What I also have found is that John Mellencamps' tune, "I was born in a small town," is becoming an increasing cry for what was, not what is - making me think I am hearing it regularly and soulfully played from the heart of the folks of my charge. Was it really that good? (I mean in YOUR small town?). Well, probably not. But, is it really this bad? Unfortunately, to most, probably so! For what I sense is that folks here are tired, frazzled, discouraged, and, in some cases, just plain mad.
Now at the end of my summer I took a road trip - 14 hours and 900 miles - going through some of your small towns along the way. Towns like Chilicothe, Calrendon, Wichita Falls and Amarillo. I saw the overgrown rodeo stands of Quanah, Texas, and the wistful past of Dalhart and Dumas. In New Mexico, things were not much brighter, and once in Colorado and on Interstate, just more of the same - bad fast food and fast, fat folks eating the wrong stuff and taking wrong pills to feel better. Being a pastor, I talked. Asking questions and listening - to discover this - most folks, especially those young and in the middle, want desperately to be somewhere else. Their town, whether small, medium or large, is not what they want. And somewhere, somewhere 'out there,' there exists for them a place, actually more a circumstance, for which they daily and dolefully pine.
So that I wondered, is it really that bad back home? Is it really so bad in this 'terrible, horrible, place - that I, you, or anyone else can't make it, through Christ, that place of joy, love and happiness? Or... could it be that we all have just lost the how by pining for the was? I suspect the latter, don't you?

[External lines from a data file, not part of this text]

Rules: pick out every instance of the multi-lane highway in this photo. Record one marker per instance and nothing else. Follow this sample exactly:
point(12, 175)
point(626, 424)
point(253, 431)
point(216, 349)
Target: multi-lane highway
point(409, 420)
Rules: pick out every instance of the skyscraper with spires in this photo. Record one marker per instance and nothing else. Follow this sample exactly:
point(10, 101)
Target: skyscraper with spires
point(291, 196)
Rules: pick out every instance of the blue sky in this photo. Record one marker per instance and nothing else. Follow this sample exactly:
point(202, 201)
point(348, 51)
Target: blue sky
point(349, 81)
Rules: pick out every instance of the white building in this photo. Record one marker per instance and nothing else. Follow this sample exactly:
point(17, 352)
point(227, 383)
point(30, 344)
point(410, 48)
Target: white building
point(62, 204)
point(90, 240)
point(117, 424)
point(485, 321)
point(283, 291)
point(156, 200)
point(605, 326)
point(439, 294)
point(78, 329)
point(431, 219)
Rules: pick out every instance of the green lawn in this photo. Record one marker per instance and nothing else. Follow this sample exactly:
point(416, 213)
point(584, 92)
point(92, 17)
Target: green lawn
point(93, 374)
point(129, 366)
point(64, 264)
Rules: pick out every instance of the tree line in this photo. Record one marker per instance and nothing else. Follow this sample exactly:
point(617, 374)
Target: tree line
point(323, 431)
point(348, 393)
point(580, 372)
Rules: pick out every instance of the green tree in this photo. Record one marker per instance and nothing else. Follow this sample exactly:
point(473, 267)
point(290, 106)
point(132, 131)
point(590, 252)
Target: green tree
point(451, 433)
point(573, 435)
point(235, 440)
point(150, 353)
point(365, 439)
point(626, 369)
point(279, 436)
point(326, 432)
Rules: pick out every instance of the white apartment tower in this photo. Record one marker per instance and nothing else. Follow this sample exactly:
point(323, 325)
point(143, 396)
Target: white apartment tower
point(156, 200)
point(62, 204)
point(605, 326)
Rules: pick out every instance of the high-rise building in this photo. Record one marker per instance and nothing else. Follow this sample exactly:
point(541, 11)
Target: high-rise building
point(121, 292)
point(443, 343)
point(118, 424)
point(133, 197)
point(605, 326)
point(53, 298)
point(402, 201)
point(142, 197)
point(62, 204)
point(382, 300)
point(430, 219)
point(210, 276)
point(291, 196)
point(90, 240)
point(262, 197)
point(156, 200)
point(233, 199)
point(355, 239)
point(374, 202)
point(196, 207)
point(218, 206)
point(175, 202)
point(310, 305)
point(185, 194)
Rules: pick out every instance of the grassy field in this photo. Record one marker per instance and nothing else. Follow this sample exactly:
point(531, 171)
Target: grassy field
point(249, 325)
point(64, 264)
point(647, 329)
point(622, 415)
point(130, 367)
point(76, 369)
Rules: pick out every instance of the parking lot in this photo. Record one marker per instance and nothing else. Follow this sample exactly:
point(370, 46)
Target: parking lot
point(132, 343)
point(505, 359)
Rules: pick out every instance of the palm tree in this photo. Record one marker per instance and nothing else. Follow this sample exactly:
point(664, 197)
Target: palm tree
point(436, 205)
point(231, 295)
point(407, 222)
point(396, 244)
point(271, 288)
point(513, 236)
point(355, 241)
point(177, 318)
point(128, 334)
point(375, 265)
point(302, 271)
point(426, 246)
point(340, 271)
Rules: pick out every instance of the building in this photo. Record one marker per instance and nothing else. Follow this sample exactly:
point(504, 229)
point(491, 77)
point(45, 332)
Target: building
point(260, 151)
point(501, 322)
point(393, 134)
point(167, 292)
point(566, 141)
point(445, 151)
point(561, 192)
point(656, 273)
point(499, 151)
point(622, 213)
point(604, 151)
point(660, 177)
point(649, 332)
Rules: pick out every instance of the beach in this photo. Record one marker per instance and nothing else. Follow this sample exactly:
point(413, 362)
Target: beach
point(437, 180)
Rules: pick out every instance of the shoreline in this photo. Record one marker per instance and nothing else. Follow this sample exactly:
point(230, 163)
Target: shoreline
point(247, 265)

One last thing, though, if I might. Yesterday I drove the other way, down through Mexia, Texas (the place of my birth) - on my way to take Trey and his Mom on a visit to College Station. And, yes, the Dairy Queen is shut down - but there is a Taco Bell! Inside was a young man who asked me 'where' I was from? I paused, thought for a moment about what he was asking and why, then said, "Mexia." He looked at my car, my clothes, and at me - then smiled to say, "I am, too!"